Les cafards quittèrent leurs places dans le public et se mirent à grouiller sans rime ni raison le long de ses synapses. Il n’en avait jamais voulu à son frère d’être toujours le meilleur dans tous les domaines, il en tirait même un certaine fierté par procuration malgré leurs relations pour le moins tendues. Il voulait l’aviser de son départ. Il entra dans la roulotte, et son frère le pria avec un air hautain de ne pas troubler sa concentration. Alors qu’il allait faire volte-face et s’en aller, le sang lui monta à la tête. Il se saisit du dresseur et lui asséna une volée de coups de poings qui le laissèrent inconscient et le visage tuméfié.

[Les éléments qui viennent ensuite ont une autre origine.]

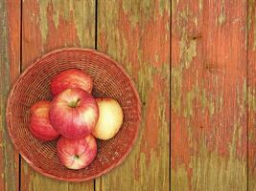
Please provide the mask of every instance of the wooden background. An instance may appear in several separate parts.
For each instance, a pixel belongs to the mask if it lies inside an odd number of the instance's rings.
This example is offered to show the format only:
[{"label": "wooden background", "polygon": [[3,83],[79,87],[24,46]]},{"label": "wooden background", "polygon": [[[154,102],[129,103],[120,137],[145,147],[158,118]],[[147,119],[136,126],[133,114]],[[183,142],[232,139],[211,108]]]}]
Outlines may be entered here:
[{"label": "wooden background", "polygon": [[[170,189],[169,0],[0,0],[0,191]],[[125,162],[82,183],[34,171],[5,121],[12,85],[34,60],[63,47],[97,49],[133,78],[143,103],[140,134]]]},{"label": "wooden background", "polygon": [[173,190],[256,190],[255,7],[172,0]]}]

Il l’attacha à une chaise, puis s’empara de son élégant costume et du fouet. Les cafards rugissaient, ouvraient en grand leurs appareils buccaux et commencèrent de s’entredévorer.

Pour la seconde fois de la soirée, il fit son entrée sur la piste. Il ressemblait suffisamment à son frère pour que tout le monde n’y vit que du feu, et il avait observé son tour tant de fois qu’il était sûr de pouvoir faire au moins aussi bien. Ce soir le vent de la gloire allait changer de sens. La musique qui l’accompagnait, à des années-lumières de ses pitreries habituelles, lui procura un vif sentiment de toute-puissance. Il bomba le torse et s’introduit dans la cage où les lions et les tigres l’attendaient.  Au premier claquement de fouet, un tigre splendide se hissa sur un socle fait de la moitié d’un tonneau. Il observa le félin, fasciné par la puissance qu’il dégageait. Le gros chat rayé retroussait son museau et laissa voir ses crocs, puis il se dressa sur ses pattes arrière. Les cafards suivirent le mouvement et se tenaient par deux pour assurer un équilibre précaire.

Il tenta un deuxième claquement de fouet, mais avant que la lanière de cuir n’eut le temps de toucher le sol, le tigre lui flanqua un bon coup de patte à la base du cou, le rejetant à quelques mètres de là. Tout au long de sa chute, il eut le temps d’apprécier le cri d’effroi unanime du public. Une fois au sol, il contempla en souriant la fontaine que formait le sang giclant de sa jugulaire. Les félins se mirent à fondre sur lui, sous le regard impuissant des spectateurs et des artistes. Il entendit des coups de feu, et des hurlements terrifiés émanant de l’assistance, tout autour de l’arène.

Enfin, il avait eu son rôle tragique, celui qu’on donne à tous les amuseurs qui veulent prendre de la consistance et une crédibilité artistique, celui qui fera qu’enfin, il sera pris au sérieux. Comme un cafard, il avait fait sa mue. Son dernier rôle, le plus beau. Impossible de revenir à la comédie après ça.

Les cafards étaient repus et gonflés comme après un festin royal. La matriarche battit le rappel des troupes, et il put enfin recouvrer l’espace vierge de sa conscience satisfaite. Avant de fermer les yeux et de rendre son dernier souffle, il pensa que définitivement, les cafards survivront aux hommes. Et que c’était très bien comme ça.